Last Posted Update2024-09-13
ClinicalTrials.gov #NCT04903080
International Sponsor
Pediatric Brain Tumor Consortium
Principal Investigators for Canadian Sites
The Hospital for Sick Children - Dr. Joerg Krueger
Centres
Medical contact

Dr. Daniel Morgenstern

daniel.morgenstern@sickkids.ca

Social worker/patient navigator contact

Karen Fung 

karen.fung@sickkids.ca

Clinical research contact

New Agent and Innovative Therapies (NAIT) 

nait.info@sickkids.ca

 

 

 

Study Description

This study evaluates the safety of a type of treatment called HER2 CAR T cells (short for HER2 chimeric antigen receptor T cells). In addition to looking for side effects, we will study how well this treatment works against a brain tumor called ependymoma that has come back after treatment (recurrent) or has not responded well to treatment (progressive) in children. The HER2 CAR T cells used in this trial are made from the patient's own blood.
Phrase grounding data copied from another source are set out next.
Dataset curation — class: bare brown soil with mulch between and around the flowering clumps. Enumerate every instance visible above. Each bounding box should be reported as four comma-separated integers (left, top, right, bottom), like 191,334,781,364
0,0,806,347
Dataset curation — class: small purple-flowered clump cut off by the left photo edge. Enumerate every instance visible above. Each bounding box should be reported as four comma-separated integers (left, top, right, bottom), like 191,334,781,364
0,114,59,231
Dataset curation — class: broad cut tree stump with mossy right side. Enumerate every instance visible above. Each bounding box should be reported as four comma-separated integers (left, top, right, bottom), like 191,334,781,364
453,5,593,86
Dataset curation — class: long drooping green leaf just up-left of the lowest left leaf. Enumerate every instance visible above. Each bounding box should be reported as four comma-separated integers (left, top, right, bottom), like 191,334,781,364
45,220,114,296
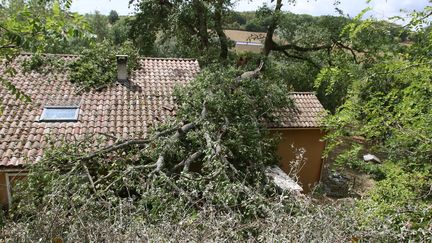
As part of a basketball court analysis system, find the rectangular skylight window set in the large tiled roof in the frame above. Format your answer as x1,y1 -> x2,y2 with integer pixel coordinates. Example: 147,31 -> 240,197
39,106 -> 79,122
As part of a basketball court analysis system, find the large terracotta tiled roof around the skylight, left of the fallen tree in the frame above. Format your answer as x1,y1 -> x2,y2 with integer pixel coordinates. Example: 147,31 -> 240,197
0,55 -> 200,166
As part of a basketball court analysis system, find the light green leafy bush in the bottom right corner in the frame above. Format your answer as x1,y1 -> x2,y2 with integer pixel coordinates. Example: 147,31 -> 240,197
356,163 -> 432,240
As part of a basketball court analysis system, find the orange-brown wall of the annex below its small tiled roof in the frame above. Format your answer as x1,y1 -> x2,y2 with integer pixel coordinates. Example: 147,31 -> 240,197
272,129 -> 325,193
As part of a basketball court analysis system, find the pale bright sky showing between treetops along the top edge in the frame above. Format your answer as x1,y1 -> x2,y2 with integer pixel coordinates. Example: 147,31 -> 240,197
72,0 -> 429,19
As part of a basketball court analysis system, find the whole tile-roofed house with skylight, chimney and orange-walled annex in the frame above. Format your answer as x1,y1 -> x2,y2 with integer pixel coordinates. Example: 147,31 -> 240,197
0,55 -> 323,206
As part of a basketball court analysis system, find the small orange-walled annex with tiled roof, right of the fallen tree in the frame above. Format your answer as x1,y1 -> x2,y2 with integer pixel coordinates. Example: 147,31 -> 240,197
268,92 -> 325,192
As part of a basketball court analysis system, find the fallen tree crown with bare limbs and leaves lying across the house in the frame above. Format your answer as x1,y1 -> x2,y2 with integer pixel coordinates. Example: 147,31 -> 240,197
4,65 -> 289,239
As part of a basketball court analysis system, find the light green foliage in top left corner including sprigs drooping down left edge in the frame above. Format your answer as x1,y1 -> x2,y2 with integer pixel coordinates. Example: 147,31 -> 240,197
0,0 -> 87,113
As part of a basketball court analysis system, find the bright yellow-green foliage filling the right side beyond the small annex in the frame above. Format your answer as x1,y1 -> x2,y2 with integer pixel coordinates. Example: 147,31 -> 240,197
324,6 -> 432,240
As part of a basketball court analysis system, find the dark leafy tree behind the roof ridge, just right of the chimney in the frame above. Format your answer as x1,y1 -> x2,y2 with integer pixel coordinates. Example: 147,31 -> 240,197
131,0 -> 231,60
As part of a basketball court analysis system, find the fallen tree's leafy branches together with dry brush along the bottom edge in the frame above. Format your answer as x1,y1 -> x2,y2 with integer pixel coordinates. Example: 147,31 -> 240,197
0,62 -> 432,242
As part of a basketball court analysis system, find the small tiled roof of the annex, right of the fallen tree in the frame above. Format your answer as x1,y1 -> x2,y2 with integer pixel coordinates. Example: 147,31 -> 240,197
268,92 -> 325,128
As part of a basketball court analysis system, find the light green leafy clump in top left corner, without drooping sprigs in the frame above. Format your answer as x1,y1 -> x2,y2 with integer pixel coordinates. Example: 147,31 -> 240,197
0,1 -> 90,53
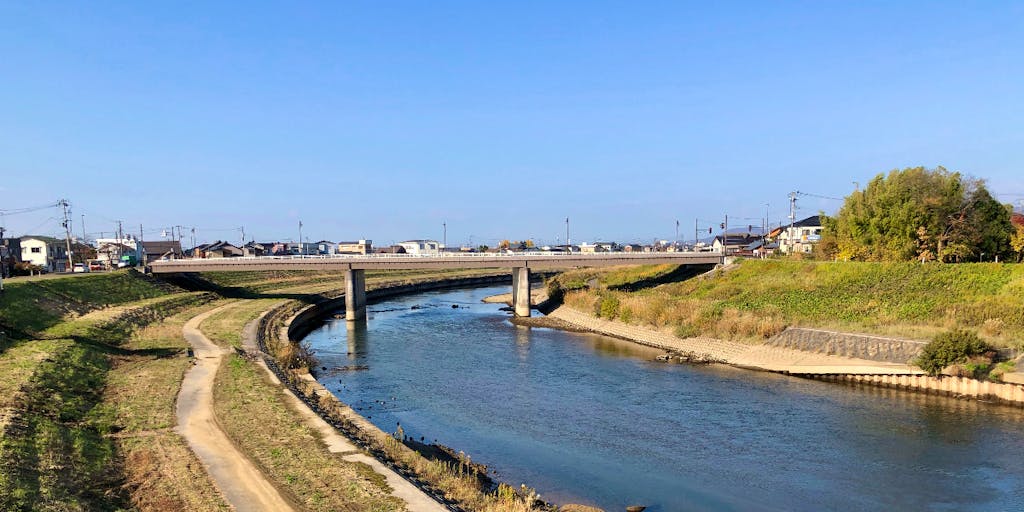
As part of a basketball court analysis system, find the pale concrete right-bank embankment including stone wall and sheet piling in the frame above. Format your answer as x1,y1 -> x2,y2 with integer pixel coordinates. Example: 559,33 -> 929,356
548,305 -> 1024,407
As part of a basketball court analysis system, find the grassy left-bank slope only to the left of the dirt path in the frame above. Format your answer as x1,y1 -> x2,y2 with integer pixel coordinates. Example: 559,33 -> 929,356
0,271 -> 223,510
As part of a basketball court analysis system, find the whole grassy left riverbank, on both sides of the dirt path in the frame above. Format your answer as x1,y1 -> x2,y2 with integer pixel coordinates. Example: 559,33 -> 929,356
0,270 -> 552,511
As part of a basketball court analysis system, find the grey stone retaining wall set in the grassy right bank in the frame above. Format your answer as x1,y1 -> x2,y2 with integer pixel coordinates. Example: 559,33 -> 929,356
766,327 -> 927,365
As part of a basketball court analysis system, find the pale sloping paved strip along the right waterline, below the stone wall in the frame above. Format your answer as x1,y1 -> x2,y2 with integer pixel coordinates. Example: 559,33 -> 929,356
548,305 -> 924,375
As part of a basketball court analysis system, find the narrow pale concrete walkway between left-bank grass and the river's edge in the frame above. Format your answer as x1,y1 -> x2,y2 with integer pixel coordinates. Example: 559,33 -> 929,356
242,304 -> 449,512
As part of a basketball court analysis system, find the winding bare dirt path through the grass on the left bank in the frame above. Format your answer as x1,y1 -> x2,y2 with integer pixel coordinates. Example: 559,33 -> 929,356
175,304 -> 295,512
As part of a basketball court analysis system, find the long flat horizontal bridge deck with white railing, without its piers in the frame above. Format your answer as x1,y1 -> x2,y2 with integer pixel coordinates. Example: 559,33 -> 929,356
150,252 -> 722,273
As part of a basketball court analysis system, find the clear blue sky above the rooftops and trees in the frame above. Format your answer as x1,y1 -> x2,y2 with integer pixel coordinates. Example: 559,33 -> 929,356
0,0 -> 1024,245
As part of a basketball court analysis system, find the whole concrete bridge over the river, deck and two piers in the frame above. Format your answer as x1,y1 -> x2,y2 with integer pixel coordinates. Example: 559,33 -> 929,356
150,252 -> 724,322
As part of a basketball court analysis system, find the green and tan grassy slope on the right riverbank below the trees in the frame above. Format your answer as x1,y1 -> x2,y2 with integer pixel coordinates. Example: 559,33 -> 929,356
555,260 -> 1024,348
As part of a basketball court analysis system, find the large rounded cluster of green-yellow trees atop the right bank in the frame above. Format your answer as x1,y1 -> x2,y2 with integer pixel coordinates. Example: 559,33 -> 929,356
821,167 -> 1014,262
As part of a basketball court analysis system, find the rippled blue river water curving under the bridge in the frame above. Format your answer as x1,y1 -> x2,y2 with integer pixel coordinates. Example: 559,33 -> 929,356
306,287 -> 1024,512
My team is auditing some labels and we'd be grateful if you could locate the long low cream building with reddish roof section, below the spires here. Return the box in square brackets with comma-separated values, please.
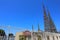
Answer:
[15, 31, 60, 40]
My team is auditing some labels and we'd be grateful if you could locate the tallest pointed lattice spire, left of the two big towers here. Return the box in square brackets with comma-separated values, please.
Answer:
[43, 4, 50, 32]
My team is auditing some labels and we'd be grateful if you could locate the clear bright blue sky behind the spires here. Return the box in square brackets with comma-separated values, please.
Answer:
[0, 0, 60, 33]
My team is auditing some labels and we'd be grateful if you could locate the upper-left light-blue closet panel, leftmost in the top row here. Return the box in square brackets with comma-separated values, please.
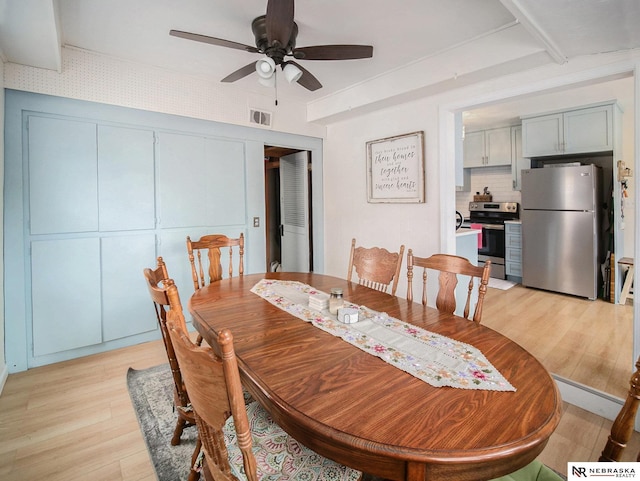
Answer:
[28, 116, 98, 235]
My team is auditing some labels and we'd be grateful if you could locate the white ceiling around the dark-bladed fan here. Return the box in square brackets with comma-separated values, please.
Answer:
[0, 0, 640, 109]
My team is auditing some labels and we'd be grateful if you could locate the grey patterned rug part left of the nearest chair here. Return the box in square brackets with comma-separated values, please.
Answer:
[127, 364, 196, 481]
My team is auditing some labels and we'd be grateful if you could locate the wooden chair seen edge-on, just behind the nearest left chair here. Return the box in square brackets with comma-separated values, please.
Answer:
[143, 257, 200, 481]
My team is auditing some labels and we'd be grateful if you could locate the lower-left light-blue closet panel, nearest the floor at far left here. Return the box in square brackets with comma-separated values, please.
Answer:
[31, 238, 102, 357]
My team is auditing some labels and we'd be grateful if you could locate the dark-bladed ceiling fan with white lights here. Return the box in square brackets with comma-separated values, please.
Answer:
[169, 0, 373, 91]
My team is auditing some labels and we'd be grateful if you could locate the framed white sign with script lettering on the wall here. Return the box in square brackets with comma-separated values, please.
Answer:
[367, 131, 424, 203]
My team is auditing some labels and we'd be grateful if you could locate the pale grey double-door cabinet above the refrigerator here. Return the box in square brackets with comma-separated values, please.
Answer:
[522, 102, 619, 158]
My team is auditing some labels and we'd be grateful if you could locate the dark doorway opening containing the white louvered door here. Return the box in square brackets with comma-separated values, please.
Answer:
[264, 145, 313, 272]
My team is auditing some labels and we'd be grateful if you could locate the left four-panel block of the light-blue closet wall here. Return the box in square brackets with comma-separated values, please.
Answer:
[25, 116, 157, 358]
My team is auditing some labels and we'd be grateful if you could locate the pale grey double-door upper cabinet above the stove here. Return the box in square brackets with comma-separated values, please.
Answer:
[463, 127, 511, 168]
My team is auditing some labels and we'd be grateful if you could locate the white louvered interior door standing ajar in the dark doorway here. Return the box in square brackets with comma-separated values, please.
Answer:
[280, 152, 309, 272]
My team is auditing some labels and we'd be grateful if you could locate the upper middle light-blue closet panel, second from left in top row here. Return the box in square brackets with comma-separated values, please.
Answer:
[98, 125, 155, 231]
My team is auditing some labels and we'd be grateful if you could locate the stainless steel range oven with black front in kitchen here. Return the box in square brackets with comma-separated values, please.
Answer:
[469, 202, 520, 279]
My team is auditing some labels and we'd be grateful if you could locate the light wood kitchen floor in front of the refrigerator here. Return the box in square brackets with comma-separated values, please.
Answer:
[482, 285, 635, 399]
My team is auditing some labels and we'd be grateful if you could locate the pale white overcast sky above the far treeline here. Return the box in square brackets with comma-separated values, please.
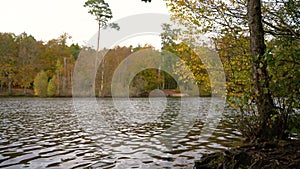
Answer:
[0, 0, 168, 46]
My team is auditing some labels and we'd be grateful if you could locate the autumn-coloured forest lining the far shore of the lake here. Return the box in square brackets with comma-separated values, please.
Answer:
[0, 28, 216, 97]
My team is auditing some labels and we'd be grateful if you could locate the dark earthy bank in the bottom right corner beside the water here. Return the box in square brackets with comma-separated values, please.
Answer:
[194, 140, 300, 169]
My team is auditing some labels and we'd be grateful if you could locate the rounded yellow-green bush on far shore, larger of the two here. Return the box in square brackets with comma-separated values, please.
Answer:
[34, 70, 48, 97]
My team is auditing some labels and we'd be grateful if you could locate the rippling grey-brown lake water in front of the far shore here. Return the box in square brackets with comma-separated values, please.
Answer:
[0, 98, 242, 169]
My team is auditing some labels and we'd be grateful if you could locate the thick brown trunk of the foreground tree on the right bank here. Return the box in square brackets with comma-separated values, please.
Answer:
[248, 0, 280, 140]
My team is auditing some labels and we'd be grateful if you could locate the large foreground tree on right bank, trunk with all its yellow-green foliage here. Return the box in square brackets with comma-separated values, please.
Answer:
[155, 0, 300, 139]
A new gene, called the HER2 CAR, will be inserted into patient's cells to allow them to recognize a protein on the tumor called HER2. These HER2-specific CAR T cells may be able to target and kill ependymoma tumors. This research is also studying how doable it is to provide this type of CAR T cell treatment to children being treated at different hospitals.

Inclusion Criteria
  • Participants must have a diagnosis of ependymoma that is has come back or progressed.
  • Patient must be ≥ 1 but ≤ 22 years of age at the time of enrollment for treatment.
  • Participants must be up and about for 60% of their waking hours
  • Patients must have received last dose of previous chemotherapy at least 21 days before enrollment.
  • Patient must meet all organ function, bone marrow function and laboratory criteria
  • The patient or parent/guardian can understand the consent and is willing to sign a written informed consent document according to institutional guidelines. Age- and developmentally appropriate assent should be obtained as required by institutional guidelines.

Additional inclusion and exclusion criteria applies and will be discussed with you by the study team.